Hyperpolarized [1-13C]pyruvate magnetic resonance spectroscopic imaging identifies elevated lactate in epileptic tissue.

Thirty percent of epilepsy patients have seizures despite best medical therapy. While epilepsy surgery has emerged as a promising treatment option for these patients, surgical outcomes vary considerably between patients and have not significantly improved over the years. These stagnant outcomes can be attributed to poor seizure onset zone and epileptic network localization with currently available tools. Lactate production is a well-known consequence of metabolic reprogramming and biomarker in epilepsy. Detection of lactate elevations using conventional magnetic resonance spectroscopy has been extensively studied as an effective tool to non-invasively detect epileptic brain tissue.
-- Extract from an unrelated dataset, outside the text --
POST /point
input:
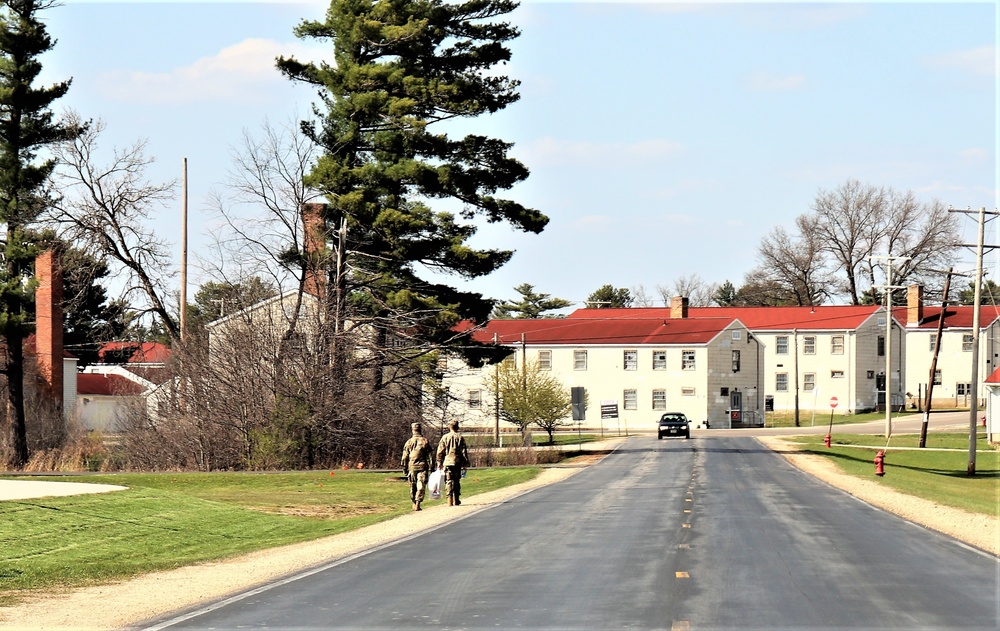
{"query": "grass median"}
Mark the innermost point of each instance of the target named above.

However, this method suffers from poor spatial resolution, which limits its clinical utility in presurgical resection mapping. In this study, we explore the utility of a recently developed approach, magnetic resonance spectroscopy and spectroscopic imaging of hyperpolarized [1-¹³C]pyruvate, to identify epileptic tissues via detection of increased lactate production. We found that this approach accurately identifies elevated lactate production in an in vitro model of chronic hyperactivity and in the gold standard mouse epilepsy model, pentylenetetrazol kindling. These data suggest that magnetic resonance spectroscopic imaging of hyperpolarized [1-¹³C]pyruvate has the potential to effectively and non-invasively map epileptic foci and should be further explored as a clinical tool to guide epilepsy resection surgery by identifying epileptic tissue in patients.